The World Bank, too, is a champion of SRI. Working with Tamil Nadu to improve its irrigation service delivery, the Bank has helped to bring around 450,000 ha under the SRI system. Its logic: “any significant growth in agriculture depends on increasing the efficiency and productive use of water.” It warns that by 2020, India’s demand for water will outstrip all sources of supply.
Since India needs to increase rice production by 2.5 million tonnes a year, it cannot hope to do so by the conventional method of cultivation. That guzzles 4,000 to 5,000 litres of water per kg of rice. Nor can it expand its irrigated area to the required level because of constraints on land and water resources.
One reason Tamil Nadu is promoting SRI is because it is one of India’s driest states, getting just 925 millimetres of rainfall a year. The per capita availability of water resources is 900 cubic metres a year compared with an average of 2,200 cubic metres for the country. And agriculture consumes 75 per cent of the state’s water.

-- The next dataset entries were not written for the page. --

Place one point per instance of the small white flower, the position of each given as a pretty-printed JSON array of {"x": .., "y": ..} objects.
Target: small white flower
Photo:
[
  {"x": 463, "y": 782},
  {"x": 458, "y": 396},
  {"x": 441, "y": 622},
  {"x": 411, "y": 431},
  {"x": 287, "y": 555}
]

Perhaps as a result of Tamil Nadu’s project, SRI has caught the imagination of the mandarins in Delhi, too, which has set aside Rs 8 crore under the National Food Security Mission to propagate SRI in the selected districts where the programme runs. The mission has a target of covering five million ha by 2011-12 and is a key element in efforts to push up rice productivity.
NGOs are the foot soldiers of this innovative programme with nodal organisations stringing together district- wide networks to reach as many small and marginal farmers as possible. The NGO network from Pradhan in Bihar to CROPS in Jangoan, Andhra Pradesh, has been made possible thorough generous funding from private charities. The largest donor is the Sir Dorabji Tata Trust, which has selected SRI as one of two major initiatives under its natural resource management and rural livelihoods programme. Biswanath Sinha, senior programme officer with the Trust, says it started with an initial allocation of Rs 11 crore in 2007-08 and has upped the figure to Rs 24 crore for 2010-11.

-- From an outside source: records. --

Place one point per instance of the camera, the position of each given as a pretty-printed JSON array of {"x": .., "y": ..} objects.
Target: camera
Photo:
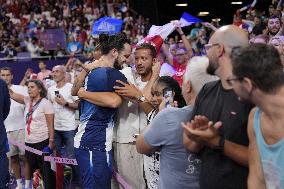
[{"x": 168, "y": 96}]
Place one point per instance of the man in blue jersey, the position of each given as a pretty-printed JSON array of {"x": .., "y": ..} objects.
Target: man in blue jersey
[
  {"x": 258, "y": 77},
  {"x": 99, "y": 102},
  {"x": 4, "y": 111}
]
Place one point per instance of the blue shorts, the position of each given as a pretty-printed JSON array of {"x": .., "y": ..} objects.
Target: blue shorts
[
  {"x": 95, "y": 168},
  {"x": 4, "y": 173}
]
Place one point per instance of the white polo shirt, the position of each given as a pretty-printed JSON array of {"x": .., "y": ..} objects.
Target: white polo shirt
[
  {"x": 131, "y": 119},
  {"x": 16, "y": 119},
  {"x": 64, "y": 118}
]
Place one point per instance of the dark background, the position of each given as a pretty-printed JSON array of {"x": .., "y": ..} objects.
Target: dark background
[{"x": 162, "y": 11}]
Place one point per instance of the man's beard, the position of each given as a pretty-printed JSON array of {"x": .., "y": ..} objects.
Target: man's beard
[
  {"x": 211, "y": 68},
  {"x": 146, "y": 72},
  {"x": 273, "y": 33},
  {"x": 116, "y": 65}
]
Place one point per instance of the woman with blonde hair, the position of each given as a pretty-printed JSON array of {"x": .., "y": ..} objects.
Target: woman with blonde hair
[{"x": 39, "y": 131}]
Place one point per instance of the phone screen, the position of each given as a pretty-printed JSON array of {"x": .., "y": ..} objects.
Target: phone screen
[
  {"x": 135, "y": 136},
  {"x": 56, "y": 93}
]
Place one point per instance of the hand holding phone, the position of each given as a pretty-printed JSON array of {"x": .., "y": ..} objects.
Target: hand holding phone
[
  {"x": 168, "y": 96},
  {"x": 57, "y": 94}
]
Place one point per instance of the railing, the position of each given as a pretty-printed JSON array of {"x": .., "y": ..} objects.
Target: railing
[{"x": 42, "y": 57}]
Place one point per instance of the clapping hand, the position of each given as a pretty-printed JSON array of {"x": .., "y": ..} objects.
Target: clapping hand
[
  {"x": 127, "y": 90},
  {"x": 202, "y": 130}
]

Matching funds have come from the public sector. NABARD, for one, has taken up SRI in earnest and allocated Rs 16 crore for the programme. It is also putting together data to prove SRI’s efficacy. According to a survey compiled by its Raipur office, yield increases are as high as 50 per cent.

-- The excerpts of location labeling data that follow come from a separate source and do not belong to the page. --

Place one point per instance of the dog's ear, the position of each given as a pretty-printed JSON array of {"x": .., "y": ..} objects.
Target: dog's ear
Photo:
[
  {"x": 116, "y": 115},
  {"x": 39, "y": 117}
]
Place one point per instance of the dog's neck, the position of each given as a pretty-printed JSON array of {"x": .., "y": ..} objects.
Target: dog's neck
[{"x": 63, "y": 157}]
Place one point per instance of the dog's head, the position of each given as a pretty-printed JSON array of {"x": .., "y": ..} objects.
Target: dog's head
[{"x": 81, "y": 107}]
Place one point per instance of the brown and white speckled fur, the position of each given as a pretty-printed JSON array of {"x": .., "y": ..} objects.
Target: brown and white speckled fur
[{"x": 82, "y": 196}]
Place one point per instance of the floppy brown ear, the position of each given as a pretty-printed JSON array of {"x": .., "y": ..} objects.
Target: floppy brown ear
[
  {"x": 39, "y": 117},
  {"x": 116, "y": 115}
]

Scientists, however, are yet to be convinced.
U S Singh of the International Rice Research Institute’s (IRRI’s) STRASA programme in Delhi insists that there is no scientific data to corroborate the claims made by SRI proponents. IRRI incidentally promotes the direct-seeded technique of rice planting which also avoids the conventional puddling and submergence practices.
Shambu Prasad, associate professor at the Xavier Institute of Management, Bhubaneswar, who has put together a national alliance on SRI, believes that scientists tend to be dismissive of SRI because the technology has come from the farmers and not the formal research establishment. He admits that there are issues with SRI. One is labour costs. Although small farmers can come together to do the tansplanting and weeding at the critical times, costs can be a concern when farmers have to hire labour for these chores. One yardstick of the technique’s success is that SRI is being adapted for a range of other crops from wheat to millets.
Modern agriculture, Prasad concedes, has been the most successful system of production in history. But it has also been the most stressful for natural resources—for soil, water and air. What is needed now is grassroots innovation that relieves these stresses.